Efficient, Expressive, and Effective Runtime Verification

Patrick O'Neil Meredith
PhD Thesis August 2012

Abstract. Runtime Verification is a quickly growing technique for providing many of the guarantees of formal verification, but in a manner that is scalable. It useful information available from actual runs of programs to make verification decisions, rather than the purely static information used in formal verification. One of the main facets of Runtime Verification is runtime monitoring, where safety properties are checked against the execution of a program during (or in some cases after) its run. Prior work on efficient monitoring focused primarily on finite state properties. Non-finite state techniques existed, but added orders of magnitude of runtime overhead on the monitored system.

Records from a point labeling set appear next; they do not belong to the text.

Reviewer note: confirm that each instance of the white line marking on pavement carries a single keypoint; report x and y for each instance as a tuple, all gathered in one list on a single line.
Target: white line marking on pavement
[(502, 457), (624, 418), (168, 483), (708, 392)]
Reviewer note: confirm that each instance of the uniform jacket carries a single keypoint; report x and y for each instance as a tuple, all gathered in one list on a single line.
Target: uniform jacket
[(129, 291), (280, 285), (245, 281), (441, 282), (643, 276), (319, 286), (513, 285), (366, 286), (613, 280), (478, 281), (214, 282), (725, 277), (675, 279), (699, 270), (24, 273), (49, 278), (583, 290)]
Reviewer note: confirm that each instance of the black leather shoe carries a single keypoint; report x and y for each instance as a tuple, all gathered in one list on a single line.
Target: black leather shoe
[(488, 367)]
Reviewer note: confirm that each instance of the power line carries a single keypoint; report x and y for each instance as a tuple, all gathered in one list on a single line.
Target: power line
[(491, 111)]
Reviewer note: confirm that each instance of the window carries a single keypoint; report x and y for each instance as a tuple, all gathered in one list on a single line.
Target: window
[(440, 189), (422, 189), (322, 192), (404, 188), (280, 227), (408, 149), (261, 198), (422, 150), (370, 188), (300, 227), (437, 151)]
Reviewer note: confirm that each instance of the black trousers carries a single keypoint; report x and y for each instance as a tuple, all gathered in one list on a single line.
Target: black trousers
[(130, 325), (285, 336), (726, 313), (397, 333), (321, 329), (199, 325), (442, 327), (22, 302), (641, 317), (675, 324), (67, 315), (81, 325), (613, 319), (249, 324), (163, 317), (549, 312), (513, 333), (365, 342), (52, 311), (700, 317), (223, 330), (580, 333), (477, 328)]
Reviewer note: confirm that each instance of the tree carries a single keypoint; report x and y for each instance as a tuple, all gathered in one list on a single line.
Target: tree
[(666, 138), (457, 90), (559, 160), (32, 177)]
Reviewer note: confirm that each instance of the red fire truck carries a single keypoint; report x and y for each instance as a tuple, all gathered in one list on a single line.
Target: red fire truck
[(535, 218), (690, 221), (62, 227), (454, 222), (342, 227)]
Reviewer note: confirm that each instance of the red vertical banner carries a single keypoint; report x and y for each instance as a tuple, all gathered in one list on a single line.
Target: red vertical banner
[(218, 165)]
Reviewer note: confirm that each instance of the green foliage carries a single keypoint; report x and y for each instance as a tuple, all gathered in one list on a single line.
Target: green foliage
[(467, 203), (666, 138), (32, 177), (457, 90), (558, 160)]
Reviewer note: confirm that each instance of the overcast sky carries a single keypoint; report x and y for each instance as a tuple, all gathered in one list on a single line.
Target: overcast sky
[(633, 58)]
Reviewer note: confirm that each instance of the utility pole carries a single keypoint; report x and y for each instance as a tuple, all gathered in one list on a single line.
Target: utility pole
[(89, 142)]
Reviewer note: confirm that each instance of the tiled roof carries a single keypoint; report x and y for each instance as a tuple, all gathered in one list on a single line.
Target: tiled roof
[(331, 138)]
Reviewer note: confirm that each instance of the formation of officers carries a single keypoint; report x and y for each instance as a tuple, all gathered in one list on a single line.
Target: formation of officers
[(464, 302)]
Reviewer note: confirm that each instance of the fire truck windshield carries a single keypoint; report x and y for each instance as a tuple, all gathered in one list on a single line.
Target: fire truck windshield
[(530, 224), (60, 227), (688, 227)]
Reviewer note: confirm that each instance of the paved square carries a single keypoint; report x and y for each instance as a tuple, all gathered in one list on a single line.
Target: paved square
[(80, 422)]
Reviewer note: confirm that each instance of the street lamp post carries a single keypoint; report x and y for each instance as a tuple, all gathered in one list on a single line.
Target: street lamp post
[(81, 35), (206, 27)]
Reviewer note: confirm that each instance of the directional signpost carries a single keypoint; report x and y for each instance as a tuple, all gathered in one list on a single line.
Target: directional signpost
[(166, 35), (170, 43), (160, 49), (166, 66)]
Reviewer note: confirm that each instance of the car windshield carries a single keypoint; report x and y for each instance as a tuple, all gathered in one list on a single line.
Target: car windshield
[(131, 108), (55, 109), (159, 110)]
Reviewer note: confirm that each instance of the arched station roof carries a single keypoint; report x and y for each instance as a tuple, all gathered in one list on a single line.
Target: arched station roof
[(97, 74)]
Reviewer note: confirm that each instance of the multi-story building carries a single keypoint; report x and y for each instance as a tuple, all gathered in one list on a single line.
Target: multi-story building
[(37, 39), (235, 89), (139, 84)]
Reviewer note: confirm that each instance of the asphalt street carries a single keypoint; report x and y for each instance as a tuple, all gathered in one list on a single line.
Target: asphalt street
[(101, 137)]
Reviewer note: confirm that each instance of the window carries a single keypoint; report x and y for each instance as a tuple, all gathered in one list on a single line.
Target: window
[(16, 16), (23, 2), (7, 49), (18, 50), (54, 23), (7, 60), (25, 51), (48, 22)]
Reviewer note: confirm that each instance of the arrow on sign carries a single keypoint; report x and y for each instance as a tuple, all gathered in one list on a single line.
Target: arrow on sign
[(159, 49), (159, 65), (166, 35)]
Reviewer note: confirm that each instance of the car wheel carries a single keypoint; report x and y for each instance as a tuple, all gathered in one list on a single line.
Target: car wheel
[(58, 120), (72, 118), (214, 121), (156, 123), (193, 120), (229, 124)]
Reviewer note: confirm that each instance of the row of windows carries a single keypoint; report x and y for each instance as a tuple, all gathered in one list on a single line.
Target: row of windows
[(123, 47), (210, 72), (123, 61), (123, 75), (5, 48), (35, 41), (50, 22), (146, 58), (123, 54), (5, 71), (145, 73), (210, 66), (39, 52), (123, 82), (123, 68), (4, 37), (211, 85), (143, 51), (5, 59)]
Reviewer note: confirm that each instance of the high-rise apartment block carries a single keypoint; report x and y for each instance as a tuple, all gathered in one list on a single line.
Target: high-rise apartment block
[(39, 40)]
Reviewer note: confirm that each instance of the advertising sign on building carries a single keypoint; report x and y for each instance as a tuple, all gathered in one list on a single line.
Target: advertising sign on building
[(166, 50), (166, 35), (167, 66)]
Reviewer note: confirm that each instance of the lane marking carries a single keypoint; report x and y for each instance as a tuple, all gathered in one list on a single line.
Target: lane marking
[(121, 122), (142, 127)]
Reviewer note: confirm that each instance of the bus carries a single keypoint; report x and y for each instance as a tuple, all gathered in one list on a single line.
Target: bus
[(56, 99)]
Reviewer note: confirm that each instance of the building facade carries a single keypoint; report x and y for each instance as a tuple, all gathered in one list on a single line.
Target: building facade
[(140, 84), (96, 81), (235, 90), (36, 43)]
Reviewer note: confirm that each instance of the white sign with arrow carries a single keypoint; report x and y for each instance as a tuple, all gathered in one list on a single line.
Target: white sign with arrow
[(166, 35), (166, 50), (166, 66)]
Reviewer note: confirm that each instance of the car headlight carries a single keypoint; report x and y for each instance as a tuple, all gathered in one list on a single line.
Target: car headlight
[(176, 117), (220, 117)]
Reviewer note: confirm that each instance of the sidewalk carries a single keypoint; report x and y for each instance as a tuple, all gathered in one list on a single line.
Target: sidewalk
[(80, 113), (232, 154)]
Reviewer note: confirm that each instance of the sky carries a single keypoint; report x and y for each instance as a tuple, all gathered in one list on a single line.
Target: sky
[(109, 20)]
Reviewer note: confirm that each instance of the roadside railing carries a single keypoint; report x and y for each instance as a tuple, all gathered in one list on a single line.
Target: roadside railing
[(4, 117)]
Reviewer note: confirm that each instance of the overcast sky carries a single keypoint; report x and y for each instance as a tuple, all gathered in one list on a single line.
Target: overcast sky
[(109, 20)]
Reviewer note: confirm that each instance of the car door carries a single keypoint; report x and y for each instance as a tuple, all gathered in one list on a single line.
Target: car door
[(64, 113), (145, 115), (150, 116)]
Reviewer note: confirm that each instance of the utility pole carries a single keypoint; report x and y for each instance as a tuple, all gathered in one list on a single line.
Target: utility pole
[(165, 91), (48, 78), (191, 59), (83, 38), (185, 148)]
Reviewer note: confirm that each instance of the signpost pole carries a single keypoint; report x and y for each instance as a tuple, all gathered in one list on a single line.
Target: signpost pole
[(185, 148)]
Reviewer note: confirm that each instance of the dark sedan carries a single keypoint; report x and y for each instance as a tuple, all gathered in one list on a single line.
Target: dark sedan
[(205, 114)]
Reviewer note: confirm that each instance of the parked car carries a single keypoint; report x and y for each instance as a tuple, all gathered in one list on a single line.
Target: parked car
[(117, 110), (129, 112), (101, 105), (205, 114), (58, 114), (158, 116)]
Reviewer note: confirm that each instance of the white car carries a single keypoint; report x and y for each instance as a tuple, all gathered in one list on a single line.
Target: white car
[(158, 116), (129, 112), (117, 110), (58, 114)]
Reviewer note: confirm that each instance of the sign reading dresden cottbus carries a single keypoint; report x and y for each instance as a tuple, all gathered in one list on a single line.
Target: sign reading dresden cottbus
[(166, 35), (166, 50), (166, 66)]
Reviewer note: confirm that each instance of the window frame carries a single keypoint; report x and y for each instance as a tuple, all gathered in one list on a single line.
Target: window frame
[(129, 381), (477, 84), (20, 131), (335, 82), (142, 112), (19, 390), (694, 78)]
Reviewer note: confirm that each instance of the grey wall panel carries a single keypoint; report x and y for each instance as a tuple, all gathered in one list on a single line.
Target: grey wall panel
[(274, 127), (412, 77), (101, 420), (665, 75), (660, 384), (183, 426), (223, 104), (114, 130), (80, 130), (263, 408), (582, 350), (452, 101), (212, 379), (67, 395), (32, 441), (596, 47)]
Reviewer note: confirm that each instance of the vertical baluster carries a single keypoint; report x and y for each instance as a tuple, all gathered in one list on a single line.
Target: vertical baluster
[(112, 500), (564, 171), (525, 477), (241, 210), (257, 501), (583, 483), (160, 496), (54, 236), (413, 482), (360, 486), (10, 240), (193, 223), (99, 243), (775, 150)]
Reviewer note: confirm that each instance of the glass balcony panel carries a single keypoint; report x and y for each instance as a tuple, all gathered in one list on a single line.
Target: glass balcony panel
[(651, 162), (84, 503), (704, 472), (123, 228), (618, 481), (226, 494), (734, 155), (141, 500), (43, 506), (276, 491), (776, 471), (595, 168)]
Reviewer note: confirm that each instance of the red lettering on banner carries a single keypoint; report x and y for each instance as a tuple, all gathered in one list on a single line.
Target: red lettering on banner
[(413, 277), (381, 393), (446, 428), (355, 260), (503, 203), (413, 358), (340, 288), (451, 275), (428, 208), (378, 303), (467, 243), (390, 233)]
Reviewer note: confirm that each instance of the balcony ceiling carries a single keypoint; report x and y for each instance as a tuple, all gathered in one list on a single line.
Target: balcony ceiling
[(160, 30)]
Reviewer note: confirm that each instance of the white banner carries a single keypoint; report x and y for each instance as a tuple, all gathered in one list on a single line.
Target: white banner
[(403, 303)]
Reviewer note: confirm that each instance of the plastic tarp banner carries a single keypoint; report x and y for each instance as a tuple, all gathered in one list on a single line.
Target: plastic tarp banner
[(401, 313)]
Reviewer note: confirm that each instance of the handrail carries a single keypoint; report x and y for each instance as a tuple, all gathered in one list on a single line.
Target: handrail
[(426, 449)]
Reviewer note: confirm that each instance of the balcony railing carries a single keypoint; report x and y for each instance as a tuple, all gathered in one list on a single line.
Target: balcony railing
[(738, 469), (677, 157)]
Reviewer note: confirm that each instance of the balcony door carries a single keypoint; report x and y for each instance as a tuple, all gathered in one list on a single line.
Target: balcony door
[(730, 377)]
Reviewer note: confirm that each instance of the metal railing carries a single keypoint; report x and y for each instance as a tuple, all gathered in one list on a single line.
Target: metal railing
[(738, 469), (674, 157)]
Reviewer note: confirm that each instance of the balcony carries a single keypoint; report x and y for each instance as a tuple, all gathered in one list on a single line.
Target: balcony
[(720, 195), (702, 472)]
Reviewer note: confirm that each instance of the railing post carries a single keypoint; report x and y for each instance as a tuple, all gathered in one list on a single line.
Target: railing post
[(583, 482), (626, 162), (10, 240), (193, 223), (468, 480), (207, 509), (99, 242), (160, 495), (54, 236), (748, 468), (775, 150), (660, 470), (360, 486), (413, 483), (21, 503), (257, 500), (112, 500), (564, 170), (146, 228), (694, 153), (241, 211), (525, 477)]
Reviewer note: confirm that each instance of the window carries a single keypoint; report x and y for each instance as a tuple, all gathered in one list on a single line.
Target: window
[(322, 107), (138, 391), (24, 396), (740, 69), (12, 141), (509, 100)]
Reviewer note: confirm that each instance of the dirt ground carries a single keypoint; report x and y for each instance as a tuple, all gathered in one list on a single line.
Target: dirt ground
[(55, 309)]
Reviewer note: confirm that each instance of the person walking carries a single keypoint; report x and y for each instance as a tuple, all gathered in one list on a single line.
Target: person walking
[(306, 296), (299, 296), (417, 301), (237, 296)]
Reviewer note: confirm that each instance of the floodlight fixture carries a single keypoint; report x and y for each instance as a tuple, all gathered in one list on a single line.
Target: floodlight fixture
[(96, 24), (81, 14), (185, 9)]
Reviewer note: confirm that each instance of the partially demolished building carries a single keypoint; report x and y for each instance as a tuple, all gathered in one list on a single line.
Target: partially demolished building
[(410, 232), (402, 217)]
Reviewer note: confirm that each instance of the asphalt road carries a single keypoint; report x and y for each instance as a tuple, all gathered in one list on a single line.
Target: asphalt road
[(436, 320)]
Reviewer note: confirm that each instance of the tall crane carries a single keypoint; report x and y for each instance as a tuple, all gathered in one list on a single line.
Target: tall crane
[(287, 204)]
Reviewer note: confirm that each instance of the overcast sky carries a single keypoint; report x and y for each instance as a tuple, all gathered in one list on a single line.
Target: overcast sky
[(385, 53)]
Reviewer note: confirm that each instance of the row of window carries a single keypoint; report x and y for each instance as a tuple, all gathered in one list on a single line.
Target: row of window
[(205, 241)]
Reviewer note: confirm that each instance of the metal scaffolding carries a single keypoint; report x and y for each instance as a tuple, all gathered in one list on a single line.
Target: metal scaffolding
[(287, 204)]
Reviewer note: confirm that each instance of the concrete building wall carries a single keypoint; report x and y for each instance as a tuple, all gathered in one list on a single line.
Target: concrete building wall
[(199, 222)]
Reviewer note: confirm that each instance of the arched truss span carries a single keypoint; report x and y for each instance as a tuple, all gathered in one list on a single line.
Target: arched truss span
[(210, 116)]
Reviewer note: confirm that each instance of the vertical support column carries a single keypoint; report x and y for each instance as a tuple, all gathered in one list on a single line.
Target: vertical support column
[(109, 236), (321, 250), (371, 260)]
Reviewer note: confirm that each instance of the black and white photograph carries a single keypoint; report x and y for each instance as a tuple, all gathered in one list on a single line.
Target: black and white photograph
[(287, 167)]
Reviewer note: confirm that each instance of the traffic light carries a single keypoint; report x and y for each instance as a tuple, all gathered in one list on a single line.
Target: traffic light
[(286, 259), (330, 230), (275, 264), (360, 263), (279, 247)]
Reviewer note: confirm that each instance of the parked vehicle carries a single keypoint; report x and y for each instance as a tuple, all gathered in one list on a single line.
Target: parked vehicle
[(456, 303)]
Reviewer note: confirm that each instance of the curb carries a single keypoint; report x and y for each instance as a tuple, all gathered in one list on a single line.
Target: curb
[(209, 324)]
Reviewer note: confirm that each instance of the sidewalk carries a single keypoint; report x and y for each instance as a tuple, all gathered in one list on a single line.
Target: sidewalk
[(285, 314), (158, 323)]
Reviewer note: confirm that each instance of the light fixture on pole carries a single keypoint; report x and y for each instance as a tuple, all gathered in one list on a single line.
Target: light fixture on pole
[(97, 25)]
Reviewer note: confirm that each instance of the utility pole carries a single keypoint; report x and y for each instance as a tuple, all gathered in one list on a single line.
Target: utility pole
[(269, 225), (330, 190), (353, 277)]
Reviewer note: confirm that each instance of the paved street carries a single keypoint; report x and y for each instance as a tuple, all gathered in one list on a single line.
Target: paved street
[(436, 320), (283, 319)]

The vast majority of runtime monitoring has also been limited to the application domain, with violations of safety properties only found on the actual trace of a given program. This thesis describes research that demonstrates that various logical formalisms, including those more powerful than finite logics, can be efficiently monitored in multiple monitoring domains. The demonstrated monitoring domains run the gamut from the application level with the Java programming language, to monitoring traces \emph{predicted} from a given run of a program, to hardware based monitors designed to ensure proper peripheral operation. The logical formalisms include multicategory finite state machines, extended regular expressions, past-time linear temporal logic with optimization for hardware based monitors, context-free grammars, linear temporal logic with both past and future operators, and string rewriting. This combination of domains and logical formalisms show that monitoring can be both expressive and efficient, regardless of the expressive power of the logical formalism, and that monitoring can be used not only for flat traces generated by software applications, but also in predictive traces and a hardware context.